Sexe, viol, torture, brutalité et meurtres, dans des conditions horribles, jusqu’à la nausée, vont alors s’enchaîner. Chaque fois plus loin comme pour dire qu’il n’y a aucune limite au malheur humain.

Attention, ce roman est hyper-violent, le plus violent de tous ceux qu’il m’ait été donné de lire sans doute. Impossible de le lire d’une seule traite : vous êtes scotchés, ahuris, hébétés à la fin de chaque chapitre, souvent court, qui vous assène son lot de raffineries dans un mode très spécial.

On découpe en morceaux les victimes, on sodomise à outrance, la fellation est le mode par défaut d’une sexualité sans amour et faite seulement de violence.
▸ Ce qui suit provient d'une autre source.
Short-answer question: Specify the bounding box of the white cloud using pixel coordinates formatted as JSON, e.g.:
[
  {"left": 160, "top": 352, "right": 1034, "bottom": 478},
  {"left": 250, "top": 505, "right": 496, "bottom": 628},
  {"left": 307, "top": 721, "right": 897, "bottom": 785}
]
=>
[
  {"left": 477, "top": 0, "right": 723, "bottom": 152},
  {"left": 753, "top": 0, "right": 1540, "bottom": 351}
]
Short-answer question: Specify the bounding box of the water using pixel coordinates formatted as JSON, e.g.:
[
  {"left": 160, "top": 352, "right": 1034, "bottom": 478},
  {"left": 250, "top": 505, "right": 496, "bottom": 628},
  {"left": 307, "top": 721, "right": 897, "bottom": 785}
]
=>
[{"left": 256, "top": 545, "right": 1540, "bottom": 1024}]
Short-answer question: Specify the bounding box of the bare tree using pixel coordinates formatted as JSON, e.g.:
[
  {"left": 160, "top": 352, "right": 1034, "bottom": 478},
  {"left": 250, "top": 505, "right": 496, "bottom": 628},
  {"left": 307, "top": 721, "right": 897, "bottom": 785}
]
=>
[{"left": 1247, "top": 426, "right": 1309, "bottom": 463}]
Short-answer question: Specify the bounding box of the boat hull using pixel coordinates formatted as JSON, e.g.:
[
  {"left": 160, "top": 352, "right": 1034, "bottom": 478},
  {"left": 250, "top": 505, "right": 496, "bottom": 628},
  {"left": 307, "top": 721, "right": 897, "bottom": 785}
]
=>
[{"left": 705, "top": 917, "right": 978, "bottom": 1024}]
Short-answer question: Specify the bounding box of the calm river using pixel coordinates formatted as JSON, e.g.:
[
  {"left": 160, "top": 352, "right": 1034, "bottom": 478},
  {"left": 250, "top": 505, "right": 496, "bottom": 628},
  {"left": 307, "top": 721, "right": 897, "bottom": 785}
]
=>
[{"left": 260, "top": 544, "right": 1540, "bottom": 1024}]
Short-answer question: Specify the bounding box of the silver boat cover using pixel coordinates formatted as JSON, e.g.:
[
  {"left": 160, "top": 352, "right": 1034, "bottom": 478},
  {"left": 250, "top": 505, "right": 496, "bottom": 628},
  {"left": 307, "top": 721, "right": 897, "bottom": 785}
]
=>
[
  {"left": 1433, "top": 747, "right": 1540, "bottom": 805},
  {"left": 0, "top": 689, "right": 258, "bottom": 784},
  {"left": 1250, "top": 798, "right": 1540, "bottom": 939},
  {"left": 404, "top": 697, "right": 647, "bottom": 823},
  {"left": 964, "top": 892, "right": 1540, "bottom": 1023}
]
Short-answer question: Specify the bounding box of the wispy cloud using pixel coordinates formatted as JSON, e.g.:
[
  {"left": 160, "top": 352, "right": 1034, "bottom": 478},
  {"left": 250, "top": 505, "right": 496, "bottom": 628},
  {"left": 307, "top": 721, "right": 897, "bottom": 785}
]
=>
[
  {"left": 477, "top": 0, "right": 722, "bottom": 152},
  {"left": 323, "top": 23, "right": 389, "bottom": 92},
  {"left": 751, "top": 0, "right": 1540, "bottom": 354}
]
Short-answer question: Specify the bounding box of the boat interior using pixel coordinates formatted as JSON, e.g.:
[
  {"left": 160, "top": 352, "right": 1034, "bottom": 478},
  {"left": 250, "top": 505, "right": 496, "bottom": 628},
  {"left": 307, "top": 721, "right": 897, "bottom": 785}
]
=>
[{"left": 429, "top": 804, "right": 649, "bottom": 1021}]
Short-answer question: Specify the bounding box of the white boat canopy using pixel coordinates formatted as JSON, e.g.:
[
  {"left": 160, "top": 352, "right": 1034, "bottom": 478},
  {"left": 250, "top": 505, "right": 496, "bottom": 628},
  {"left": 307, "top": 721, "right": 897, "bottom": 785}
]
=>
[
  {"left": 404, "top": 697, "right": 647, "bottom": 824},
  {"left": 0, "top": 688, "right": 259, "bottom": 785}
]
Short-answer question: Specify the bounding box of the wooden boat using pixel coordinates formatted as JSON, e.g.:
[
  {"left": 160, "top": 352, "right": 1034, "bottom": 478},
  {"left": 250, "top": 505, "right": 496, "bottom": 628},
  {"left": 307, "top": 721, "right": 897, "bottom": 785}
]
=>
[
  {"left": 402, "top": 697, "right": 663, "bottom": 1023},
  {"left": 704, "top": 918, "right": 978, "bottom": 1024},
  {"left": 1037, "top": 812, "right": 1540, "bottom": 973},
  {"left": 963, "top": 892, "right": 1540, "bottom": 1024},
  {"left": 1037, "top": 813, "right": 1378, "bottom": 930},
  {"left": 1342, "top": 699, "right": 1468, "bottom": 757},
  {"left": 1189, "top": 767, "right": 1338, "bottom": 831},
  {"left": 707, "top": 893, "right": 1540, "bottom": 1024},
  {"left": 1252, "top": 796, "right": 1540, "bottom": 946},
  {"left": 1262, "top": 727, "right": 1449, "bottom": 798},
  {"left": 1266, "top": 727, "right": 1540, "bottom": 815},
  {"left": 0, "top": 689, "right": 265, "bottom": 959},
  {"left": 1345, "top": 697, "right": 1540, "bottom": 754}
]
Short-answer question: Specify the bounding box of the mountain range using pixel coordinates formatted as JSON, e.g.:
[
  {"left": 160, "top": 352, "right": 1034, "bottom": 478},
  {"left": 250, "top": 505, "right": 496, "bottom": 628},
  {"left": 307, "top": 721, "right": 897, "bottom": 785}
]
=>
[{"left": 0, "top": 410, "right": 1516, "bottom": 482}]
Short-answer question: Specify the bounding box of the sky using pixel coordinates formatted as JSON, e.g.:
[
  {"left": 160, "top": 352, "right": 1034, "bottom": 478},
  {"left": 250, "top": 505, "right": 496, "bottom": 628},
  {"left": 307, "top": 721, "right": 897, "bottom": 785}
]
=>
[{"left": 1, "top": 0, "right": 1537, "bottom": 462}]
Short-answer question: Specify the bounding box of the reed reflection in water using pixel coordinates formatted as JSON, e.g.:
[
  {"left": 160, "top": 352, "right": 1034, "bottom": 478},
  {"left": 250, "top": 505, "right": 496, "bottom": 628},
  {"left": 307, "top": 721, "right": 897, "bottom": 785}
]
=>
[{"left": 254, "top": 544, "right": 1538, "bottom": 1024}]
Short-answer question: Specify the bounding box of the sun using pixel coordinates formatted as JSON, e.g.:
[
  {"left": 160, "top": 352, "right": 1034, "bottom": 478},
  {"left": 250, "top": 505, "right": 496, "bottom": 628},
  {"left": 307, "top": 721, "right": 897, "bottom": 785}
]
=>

Les mutilations et auto-mutilations sont légions. Chaque moment de tendresse mène à un nouveau déchaînement pour mieux se punir de s’être laissé aller.

Aucun comportement n’est normal, la normalité devient brutalement ce qui peut le plus choquer ou le plus détruire, physiquement ou psychologiquement.

Et puis, après une longue nuit d’errance et de violence dans toutes les formes possibles et imaginables, on finit par retrouver la trace de celle qui lit dans les câbles électriques. Mais pourquoi faire alors ? Tout est perdu de toute façon, à commencer par l’innocence.

Si le cœur vous en dit, si vous l’avez bien accroché, alors ce livre est une illustration indispensable du roman contemporain japonais. Celui d’une société qui explose et dont la violence absolue constitue le mode de dérivation.